Q: You’ve got a lot of feedback from people with MND how has that been for you?

A: We hear through Rebecca Day at Scottish Documentary Institute different people that have called, and we see her sometimes looking totally shell shocked. Somebody phoned the other day who was going to have their chair passage taken away whose husband didn’t only have MND but had throat cancer and cerebral palsy. It’s the intensity of the suffering and individual stories.

Q: Were there any restrictions on what you could and couldn’t film as it seems to be a very access-all-areas film?

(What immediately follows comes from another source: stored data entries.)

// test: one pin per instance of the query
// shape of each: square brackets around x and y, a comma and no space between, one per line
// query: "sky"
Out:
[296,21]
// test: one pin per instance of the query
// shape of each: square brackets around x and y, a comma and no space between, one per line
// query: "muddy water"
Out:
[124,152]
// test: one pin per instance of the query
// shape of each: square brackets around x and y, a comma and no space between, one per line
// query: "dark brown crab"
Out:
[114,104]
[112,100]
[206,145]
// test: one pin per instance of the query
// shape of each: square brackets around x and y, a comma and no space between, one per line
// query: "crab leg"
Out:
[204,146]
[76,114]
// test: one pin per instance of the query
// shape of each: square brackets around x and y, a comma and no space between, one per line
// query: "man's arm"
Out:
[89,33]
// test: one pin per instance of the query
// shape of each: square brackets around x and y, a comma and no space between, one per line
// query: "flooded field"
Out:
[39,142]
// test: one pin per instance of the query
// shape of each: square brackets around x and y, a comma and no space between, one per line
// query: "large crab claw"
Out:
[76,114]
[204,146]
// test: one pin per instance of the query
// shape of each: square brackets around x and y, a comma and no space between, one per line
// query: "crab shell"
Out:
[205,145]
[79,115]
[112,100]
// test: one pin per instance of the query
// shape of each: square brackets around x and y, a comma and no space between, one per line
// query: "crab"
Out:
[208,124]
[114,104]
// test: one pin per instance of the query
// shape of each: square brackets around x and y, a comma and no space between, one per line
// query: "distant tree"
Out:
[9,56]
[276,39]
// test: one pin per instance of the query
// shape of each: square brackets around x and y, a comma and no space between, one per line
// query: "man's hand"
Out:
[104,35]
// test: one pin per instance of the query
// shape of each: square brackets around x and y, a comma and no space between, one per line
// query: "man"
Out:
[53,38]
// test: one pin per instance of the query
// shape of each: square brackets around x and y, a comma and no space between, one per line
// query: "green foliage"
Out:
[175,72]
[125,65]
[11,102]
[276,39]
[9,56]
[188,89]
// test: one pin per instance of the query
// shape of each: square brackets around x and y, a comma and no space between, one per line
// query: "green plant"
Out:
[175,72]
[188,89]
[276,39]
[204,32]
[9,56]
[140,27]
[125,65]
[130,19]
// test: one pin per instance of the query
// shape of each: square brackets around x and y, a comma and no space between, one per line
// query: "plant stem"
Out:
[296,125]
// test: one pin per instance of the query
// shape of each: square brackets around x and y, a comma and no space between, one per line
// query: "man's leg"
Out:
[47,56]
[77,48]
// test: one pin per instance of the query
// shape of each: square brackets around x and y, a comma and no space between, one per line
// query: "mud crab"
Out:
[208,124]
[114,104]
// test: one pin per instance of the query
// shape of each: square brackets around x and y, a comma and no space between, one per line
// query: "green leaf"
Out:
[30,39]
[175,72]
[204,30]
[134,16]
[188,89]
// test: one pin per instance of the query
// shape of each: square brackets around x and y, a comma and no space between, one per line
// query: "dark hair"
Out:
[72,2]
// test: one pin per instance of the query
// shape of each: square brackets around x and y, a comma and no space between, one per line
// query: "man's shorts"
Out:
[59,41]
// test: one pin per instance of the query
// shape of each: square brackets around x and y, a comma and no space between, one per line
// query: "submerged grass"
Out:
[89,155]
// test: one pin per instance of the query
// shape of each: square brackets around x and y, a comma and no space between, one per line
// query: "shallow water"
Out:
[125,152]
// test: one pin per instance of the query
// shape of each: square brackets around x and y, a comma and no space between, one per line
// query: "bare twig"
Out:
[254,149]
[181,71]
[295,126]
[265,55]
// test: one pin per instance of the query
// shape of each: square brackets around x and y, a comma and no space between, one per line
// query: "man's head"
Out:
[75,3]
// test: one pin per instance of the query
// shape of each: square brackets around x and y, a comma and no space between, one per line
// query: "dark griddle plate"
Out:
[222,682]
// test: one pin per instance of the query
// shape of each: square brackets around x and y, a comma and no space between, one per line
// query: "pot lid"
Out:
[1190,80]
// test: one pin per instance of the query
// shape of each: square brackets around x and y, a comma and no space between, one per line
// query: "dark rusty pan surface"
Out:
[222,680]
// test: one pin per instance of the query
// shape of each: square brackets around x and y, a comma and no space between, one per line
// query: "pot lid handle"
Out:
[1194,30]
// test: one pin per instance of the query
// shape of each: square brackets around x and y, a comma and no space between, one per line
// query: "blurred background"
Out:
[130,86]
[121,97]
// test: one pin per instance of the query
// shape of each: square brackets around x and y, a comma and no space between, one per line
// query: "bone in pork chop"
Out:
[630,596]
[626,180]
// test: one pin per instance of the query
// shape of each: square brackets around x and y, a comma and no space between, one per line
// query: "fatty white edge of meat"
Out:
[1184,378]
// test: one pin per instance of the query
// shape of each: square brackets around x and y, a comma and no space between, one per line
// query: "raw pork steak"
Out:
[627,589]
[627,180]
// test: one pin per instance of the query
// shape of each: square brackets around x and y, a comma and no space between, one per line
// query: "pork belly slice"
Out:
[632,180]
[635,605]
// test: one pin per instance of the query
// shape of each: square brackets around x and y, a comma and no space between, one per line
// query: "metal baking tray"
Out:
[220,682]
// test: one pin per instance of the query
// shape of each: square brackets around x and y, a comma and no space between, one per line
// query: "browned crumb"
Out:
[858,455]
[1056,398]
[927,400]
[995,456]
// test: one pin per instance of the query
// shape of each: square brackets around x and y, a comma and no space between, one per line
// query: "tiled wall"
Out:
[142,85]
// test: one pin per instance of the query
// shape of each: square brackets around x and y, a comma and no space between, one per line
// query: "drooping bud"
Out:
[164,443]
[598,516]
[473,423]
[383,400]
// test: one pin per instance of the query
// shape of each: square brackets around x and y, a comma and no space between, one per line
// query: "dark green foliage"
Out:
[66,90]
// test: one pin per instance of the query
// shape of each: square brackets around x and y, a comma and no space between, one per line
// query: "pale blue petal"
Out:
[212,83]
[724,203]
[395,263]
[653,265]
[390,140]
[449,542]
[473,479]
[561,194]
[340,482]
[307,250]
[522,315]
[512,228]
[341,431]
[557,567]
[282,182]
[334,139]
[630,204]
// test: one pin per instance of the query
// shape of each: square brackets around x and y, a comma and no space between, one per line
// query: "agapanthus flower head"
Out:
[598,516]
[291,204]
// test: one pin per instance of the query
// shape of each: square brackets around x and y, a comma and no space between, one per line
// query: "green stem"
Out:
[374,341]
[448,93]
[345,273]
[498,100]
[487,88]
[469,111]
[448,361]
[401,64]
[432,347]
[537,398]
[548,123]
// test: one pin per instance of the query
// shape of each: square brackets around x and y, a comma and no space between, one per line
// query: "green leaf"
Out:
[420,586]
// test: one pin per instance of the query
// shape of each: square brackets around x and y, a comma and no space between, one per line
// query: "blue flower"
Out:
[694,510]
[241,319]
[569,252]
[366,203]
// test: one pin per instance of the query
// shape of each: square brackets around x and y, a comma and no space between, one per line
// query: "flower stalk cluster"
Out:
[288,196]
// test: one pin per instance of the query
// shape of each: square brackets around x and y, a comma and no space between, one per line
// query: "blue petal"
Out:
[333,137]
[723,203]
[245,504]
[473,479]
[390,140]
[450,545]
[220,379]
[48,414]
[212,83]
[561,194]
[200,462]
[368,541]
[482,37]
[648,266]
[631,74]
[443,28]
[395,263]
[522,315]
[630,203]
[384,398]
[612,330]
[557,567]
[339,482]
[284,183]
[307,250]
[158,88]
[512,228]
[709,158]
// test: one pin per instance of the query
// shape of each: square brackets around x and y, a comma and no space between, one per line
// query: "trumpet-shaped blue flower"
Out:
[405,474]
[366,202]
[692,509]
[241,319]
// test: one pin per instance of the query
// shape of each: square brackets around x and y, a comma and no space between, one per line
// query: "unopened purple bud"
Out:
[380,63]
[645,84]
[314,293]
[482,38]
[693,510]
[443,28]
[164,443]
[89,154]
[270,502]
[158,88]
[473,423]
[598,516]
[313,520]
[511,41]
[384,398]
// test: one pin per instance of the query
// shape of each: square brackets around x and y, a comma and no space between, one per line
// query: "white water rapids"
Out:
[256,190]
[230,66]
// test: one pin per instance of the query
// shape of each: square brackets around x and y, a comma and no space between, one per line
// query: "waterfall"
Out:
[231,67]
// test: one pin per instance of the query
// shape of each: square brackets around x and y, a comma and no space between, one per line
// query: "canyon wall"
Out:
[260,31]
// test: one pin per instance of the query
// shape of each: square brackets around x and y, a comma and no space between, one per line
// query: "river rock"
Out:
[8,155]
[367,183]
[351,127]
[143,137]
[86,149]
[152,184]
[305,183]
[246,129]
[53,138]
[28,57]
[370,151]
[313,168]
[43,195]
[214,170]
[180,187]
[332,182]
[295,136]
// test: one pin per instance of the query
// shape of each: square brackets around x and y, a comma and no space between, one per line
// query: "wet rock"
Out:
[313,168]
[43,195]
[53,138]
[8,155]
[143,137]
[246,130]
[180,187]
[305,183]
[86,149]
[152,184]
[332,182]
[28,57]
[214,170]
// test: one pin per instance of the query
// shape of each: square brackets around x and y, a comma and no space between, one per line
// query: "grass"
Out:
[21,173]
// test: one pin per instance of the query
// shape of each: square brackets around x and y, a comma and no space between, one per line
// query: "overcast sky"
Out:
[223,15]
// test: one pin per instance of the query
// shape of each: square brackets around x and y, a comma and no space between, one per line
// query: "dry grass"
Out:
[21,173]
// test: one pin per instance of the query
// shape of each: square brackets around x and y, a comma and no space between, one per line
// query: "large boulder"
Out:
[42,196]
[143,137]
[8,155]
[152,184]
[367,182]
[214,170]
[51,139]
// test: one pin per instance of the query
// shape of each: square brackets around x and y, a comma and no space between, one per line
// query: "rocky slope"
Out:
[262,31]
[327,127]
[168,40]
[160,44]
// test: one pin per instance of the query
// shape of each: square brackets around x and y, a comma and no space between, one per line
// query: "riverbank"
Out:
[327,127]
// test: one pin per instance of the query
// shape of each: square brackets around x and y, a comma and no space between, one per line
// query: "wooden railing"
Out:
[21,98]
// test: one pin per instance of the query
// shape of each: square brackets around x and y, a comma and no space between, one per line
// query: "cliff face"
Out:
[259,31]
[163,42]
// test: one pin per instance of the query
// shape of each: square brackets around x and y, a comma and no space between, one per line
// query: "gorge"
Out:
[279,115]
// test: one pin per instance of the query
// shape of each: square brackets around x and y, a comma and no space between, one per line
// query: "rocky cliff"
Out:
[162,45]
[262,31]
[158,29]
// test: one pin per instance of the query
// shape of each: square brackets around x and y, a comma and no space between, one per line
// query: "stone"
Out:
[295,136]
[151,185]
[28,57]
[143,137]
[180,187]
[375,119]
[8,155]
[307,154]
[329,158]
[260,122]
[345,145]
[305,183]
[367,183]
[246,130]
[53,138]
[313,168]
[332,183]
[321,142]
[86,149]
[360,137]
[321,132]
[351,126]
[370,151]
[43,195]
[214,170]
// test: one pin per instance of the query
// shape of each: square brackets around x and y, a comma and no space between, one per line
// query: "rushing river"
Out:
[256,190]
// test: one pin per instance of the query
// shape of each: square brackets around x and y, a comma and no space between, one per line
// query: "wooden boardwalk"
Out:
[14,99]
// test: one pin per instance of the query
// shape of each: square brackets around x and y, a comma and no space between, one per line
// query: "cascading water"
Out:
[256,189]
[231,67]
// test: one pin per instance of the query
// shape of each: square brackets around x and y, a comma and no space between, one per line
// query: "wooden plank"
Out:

A: We had this discussion with Neil about what limitations he would like and once we started filming he didn’t want to put any limitations on it, he just said: ‘You just  do what you feel is right’, which is an incredible trust and immense privilege. I think we had our own limitations and we had to go with what we thought was appropriate, and I think that Morag and I both thought that at the very end it wasn’t our business to be there.  And what happened towards the very end is the family began filming, and the last scene of him completing the blog his cousin was filming that. The choking scene Louise filmed, and it’s the scene everyone comments on because he’s really struggling for breath but in the midst of it all, the camera fell, and Neil said ‘camera’ and what he wanted was that the camera was looking at him as he was choking. In a way he was using his death like the memory box as this tool of communication.